In Deutschland ist die Meldepflicht von Geschlechtskrankheiten zunehmend liberaler geworden. Im Gegensatz zum früher gültigen separaten Gesetz für die Bekämpfung von Geschlechtskrankheiten, gilt heute das Infektionsschutzgesetz, das nur noch anonyme Meldungen von Syphilis und HIV vorsieht. Dies wird in erster Linie über die Laboratorien realisiert, die positive Befunde entdecken. "Das hat im Zusammenhang mit einer laxen Handhabung der Meldepflicht dazu geführt, dass scheinbar die Häufigkeit der sexuell übertragbaren Erkrankungen zurückgeht; in Wirklichkeit aber hat sie zugenommen.", so Prof. Haustein. Für die Gonorrhoe liegt die Häufigkeit in Ostdeutschland bei 4,7 pro 100.000 Einwohner. Insbesondere Jugendliche zwischen 15 und 20 Jahren sind davon betroffen. Auch die Syphilis darf nicht vernachlässigt werden; immerhin wurden 2001 in Leipzig 28 derartige Fälle erfasst. Auch an die angeborene Syphilis ist immer wieder zu denken. Bis heute sind in Sachsen etwa 350 HIV-positive Patienten bekannt, 61 davon leiden unter manifesten AIDS, 45 Patienten sind leider bereits verstorben.
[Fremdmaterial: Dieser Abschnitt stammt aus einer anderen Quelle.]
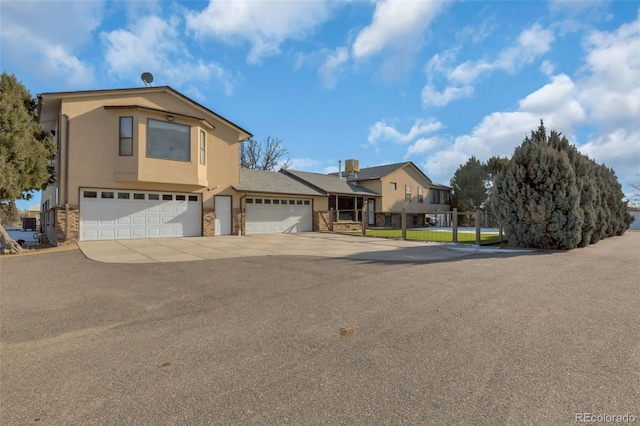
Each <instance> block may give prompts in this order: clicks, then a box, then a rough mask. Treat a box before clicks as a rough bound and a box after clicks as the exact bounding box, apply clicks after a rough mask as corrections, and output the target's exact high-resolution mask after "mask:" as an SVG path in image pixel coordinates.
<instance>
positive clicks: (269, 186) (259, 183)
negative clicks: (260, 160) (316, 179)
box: [233, 169, 325, 196]
mask: <svg viewBox="0 0 640 426" xmlns="http://www.w3.org/2000/svg"><path fill="white" fill-rule="evenodd" d="M233 189H235V190H236V191H238V192H252V193H264V194H289V195H309V196H324V195H325V194H324V193H322V192H320V191H317V190H315V189H313V188H311V187H309V186H307V185H305V184H304V183H301V182H299V181H297V180H296V179H294V178H292V177H290V176H287V175H285V174H283V173H278V172H268V171H265V170H250V169H240V184H239V185H235V186H234V187H233Z"/></svg>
Größte Beachtung muss man den Chlamydien-Infektionen schenken, aber auch den sogenannten humanen Papillomviren, die nicht nur mit Feigwarzen bzw. anogenitalen Warzen in Verbindung gebracht werden, sondern auch mit dem Gebärmutterhalskrebs, oft nach jahrelanger klinisch-stummer Phase. Auch die genitalen Herpesinfektionen sind an Häufigkeit deutlich angestiegen, sie neigen zum Rückfall und bedeuten jeweils einen ganz erheblichen Krankheitswert sowie eine seelische Belastung. Bislang ist weder eine wirksame Prophylaxe noch eine Heilung des Herpes genitalis bekannt. Das Herpes simplex-Screening wird bei allen sexuell aktiven Menschen empfohlen, an einer Impfung wird gearbeitet.